When Christian believers gather in churches, everything
that can go wrong sooner or later does. Outsiders, on observing this, conclude that there is nothing to the religion business except, perhaps, business - and dishonest business at that. Insiders see it differently. Just as a hospital collects the sick under one roof and labels them as such, the church collects sinners. Many of the people outside the hospital are every bit as sick as the ones inside, but their illnesses are either undiagnosed or disguised. It's similar with sinners outside the church.So Christian churches are not, as a rule, model communities of good behavior. They are, rather, places where human misbehavior is brought out in the open, faced, and dealt with. [1]

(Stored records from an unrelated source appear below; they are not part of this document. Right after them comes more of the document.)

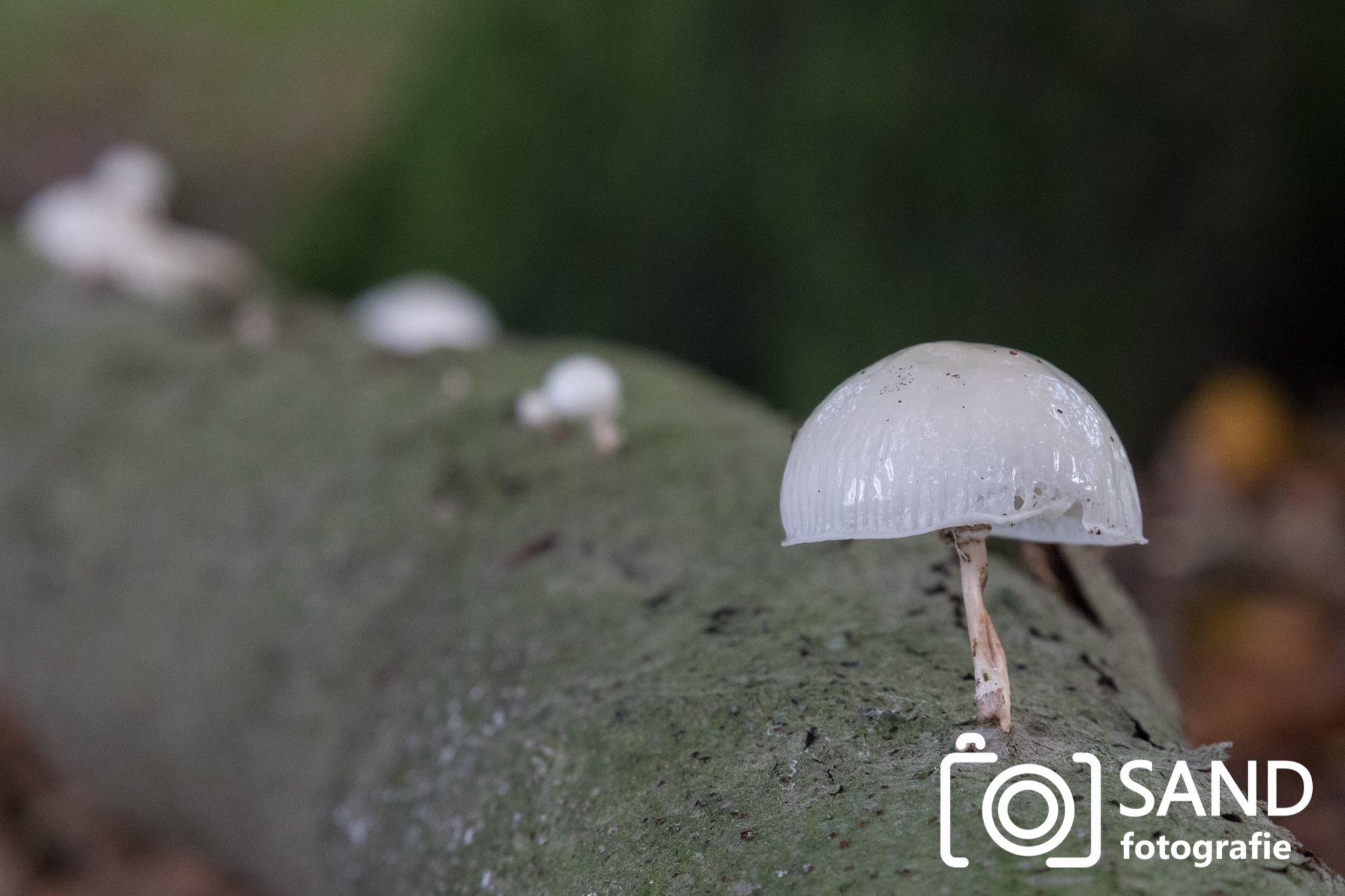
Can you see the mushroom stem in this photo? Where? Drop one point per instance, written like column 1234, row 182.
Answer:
column 988, row 656
column 607, row 436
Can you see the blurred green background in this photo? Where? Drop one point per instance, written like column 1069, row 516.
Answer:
column 782, row 192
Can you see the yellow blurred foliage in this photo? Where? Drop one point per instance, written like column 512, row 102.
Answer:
column 1239, row 427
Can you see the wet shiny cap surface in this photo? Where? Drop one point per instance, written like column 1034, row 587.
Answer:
column 950, row 435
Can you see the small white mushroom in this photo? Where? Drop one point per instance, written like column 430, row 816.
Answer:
column 162, row 263
column 112, row 228
column 967, row 441
column 135, row 179
column 424, row 312
column 580, row 387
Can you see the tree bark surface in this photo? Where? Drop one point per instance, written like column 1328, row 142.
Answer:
column 350, row 631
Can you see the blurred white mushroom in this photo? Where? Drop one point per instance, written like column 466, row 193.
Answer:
column 580, row 387
column 160, row 263
column 112, row 228
column 966, row 441
column 423, row 312
column 135, row 179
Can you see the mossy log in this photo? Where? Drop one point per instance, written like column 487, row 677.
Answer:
column 353, row 631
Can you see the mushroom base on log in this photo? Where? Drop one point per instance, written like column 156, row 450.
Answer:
column 304, row 612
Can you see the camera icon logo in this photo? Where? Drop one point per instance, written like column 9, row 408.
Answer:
column 994, row 807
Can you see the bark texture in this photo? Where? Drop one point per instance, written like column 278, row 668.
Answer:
column 355, row 633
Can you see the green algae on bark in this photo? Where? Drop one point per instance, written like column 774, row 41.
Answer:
column 307, row 612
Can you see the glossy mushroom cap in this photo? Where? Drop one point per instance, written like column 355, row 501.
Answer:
column 951, row 435
column 423, row 312
column 583, row 387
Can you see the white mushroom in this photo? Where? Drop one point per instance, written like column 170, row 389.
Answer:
column 135, row 179
column 967, row 441
column 160, row 263
column 580, row 387
column 112, row 227
column 423, row 312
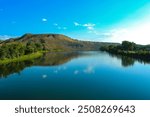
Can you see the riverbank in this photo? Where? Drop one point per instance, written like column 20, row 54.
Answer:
column 22, row 58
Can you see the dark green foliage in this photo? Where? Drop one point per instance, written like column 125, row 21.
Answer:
column 129, row 49
column 18, row 49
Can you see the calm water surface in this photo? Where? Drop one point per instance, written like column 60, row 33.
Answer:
column 76, row 75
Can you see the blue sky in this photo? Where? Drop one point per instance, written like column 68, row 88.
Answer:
column 96, row 20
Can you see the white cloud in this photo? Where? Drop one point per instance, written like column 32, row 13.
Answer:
column 60, row 27
column 44, row 20
column 89, row 25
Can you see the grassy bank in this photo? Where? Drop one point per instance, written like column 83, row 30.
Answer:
column 22, row 58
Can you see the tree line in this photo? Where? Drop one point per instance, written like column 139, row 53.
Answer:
column 129, row 49
column 15, row 50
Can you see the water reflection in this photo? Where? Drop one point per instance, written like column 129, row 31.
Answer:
column 129, row 61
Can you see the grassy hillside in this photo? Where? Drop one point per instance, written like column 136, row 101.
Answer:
column 56, row 42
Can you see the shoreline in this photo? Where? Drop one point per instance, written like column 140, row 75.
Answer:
column 22, row 58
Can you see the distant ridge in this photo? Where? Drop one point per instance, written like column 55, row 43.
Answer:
column 57, row 42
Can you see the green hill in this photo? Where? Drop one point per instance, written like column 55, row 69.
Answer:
column 56, row 42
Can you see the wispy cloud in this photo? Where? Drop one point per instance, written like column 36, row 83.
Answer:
column 89, row 26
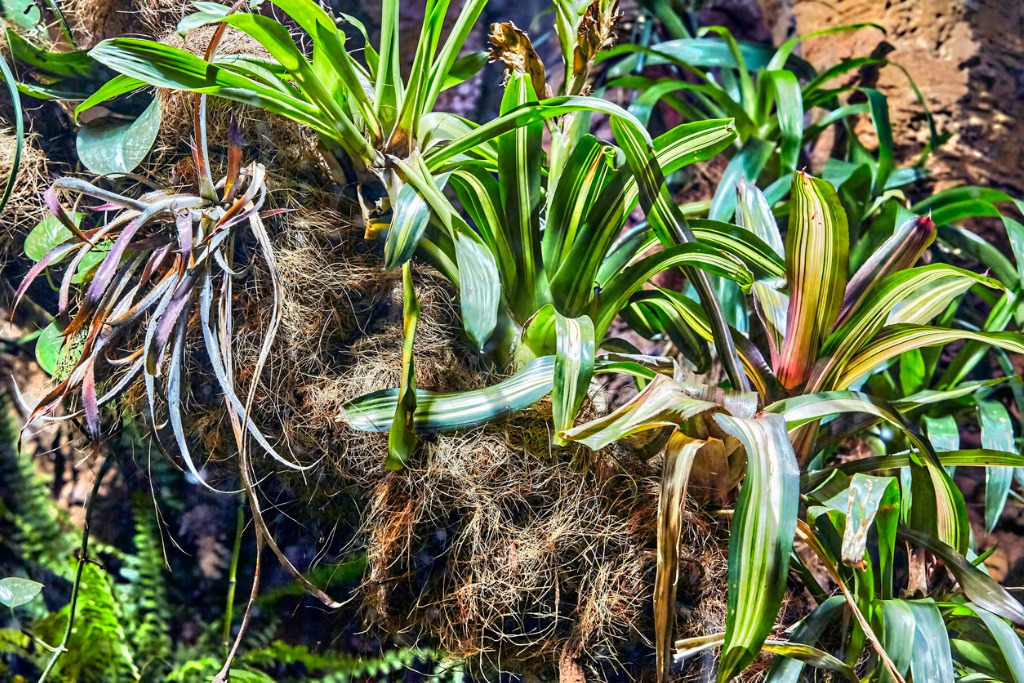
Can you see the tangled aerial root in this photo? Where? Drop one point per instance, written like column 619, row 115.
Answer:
column 287, row 148
column 492, row 545
column 26, row 207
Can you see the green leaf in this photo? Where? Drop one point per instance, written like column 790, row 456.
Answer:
column 47, row 233
column 871, row 499
column 1008, row 640
column 679, row 455
column 771, row 304
column 996, row 434
column 898, row 339
column 979, row 587
column 411, row 216
column 450, row 412
column 932, row 659
column 18, row 120
column 119, row 85
column 115, row 145
column 843, row 345
column 761, row 538
column 788, row 110
column 401, row 435
column 808, row 632
column 942, row 509
column 899, row 252
column 15, row 592
column 812, row 655
column 48, row 346
column 479, row 286
column 664, row 402
column 816, row 258
column 898, row 629
column 693, row 255
column 573, row 370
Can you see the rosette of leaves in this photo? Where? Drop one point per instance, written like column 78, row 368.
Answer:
column 135, row 270
column 781, row 105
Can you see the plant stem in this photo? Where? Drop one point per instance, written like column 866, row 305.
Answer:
column 233, row 575
column 82, row 559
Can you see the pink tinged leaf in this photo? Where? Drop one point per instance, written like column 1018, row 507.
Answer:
column 167, row 322
column 183, row 223
column 816, row 261
column 899, row 252
column 89, row 402
column 53, row 204
column 37, row 269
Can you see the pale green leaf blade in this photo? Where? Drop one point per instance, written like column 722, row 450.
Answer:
column 450, row 412
column 816, row 257
column 15, row 592
column 114, row 145
column 996, row 434
column 978, row 586
column 663, row 403
column 679, row 455
column 401, row 435
column 761, row 540
column 932, row 659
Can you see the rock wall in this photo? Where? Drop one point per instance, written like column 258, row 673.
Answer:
column 967, row 57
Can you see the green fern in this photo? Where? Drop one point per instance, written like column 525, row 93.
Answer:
column 143, row 595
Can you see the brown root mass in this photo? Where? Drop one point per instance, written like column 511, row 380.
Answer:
column 285, row 147
column 492, row 545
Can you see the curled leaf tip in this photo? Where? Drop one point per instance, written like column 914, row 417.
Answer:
column 510, row 45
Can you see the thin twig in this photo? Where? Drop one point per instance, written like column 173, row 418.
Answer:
column 233, row 577
column 82, row 559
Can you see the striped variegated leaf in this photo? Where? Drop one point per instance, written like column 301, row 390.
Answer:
column 401, row 436
column 808, row 632
column 932, row 659
column 519, row 165
column 771, row 304
column 573, row 370
column 449, row 412
column 897, row 253
column 816, row 258
column 761, row 538
column 692, row 256
column 679, row 455
column 978, row 586
column 664, row 402
column 872, row 500
column 898, row 339
column 691, row 312
column 938, row 504
column 812, row 655
column 1008, row 641
column 479, row 287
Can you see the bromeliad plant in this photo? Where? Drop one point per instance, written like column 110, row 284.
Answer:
column 557, row 275
column 825, row 333
column 374, row 125
column 147, row 264
column 826, row 336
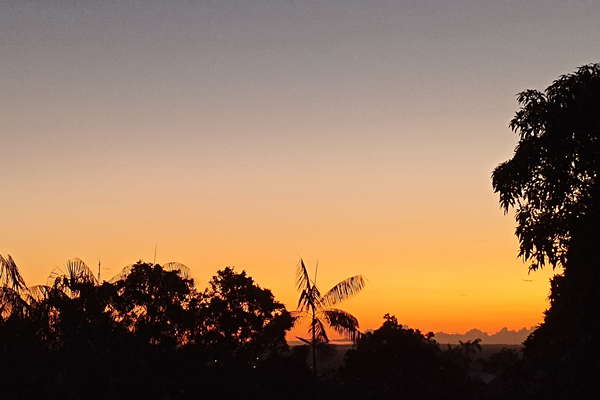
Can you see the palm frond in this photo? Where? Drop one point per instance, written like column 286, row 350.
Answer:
column 181, row 269
column 38, row 293
column 342, row 322
column 343, row 290
column 9, row 274
column 308, row 342
column 11, row 302
column 320, row 332
column 302, row 277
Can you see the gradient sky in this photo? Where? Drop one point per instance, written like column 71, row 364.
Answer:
column 361, row 134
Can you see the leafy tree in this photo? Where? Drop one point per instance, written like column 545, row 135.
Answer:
column 393, row 362
column 241, row 319
column 152, row 303
column 553, row 183
column 319, row 308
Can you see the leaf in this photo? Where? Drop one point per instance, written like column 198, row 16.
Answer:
column 343, row 290
column 9, row 274
column 342, row 322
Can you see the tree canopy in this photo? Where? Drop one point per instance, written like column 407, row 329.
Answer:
column 552, row 180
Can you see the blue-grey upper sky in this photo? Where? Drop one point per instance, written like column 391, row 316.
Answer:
column 210, row 121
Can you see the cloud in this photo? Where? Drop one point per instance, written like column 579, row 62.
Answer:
column 503, row 336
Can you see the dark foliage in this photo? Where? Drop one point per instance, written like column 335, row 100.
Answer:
column 394, row 362
column 149, row 334
column 553, row 182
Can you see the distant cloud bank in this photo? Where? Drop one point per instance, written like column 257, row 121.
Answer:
column 503, row 336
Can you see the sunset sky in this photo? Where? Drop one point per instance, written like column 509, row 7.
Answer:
column 359, row 134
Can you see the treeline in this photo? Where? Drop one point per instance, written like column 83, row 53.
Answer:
column 151, row 333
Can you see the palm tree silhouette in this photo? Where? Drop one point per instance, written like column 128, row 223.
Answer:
column 319, row 308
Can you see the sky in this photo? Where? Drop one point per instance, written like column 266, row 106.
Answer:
column 359, row 135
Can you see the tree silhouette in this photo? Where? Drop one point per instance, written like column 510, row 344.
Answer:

This brings to mind a quote from Dietrich Bonhoeffer I shared a few weeks ago:
You are loved just as you are; enjoy the fellowship of others who have found the same forgiveness that you're enjoying now. You are a sinner, a great desperate sinner; now come, as the sinner that you are: He does not want anything from you, a sacrifice, a work; He wants you alone . . . He wants to be gracious to you. You do not have to go on lying to yourself and your brothers, as if your were without sin; you can dare to be a sinner. [2]
The age old question: Is the church a holy place for holy people, or a hospital for the spiritually sick?
It is both. The biblical writers recognized that there was a difference between the real church and the ideal church. In the Church of God, most of the time when we use the word church, we're talking about those who bow before Christ from all over the planet. [3] That's one way the word is used in the Bible. It is also used of the visible church, which consists of believers, seekers, and non-believers [4], real people with all their real problems, addictions, neuroses and sins.
Yes, non-believers should find love and acceptance here. We need to stop thinking of this as a failing - this is the beauty of the church.
[1] Eugene Peterson, The Message (Colorado Springs: NavPress, 2002), 2201.
[2] Dietrich Bonhoeffer, Life Together (San Francisco: Harper and Row, 1954), 111.
[3] Stanley J. Grenz, Theology for the Community of God (Grand Rapids: Eerdman's, 1994), 467.
[4] Stanley J. Grenz, David Guretzki and Cherith Fee Nordling, Pocket Dictionary of Theological Terms (Downers Grove, IL: InterVarsity Press, 1999), 68.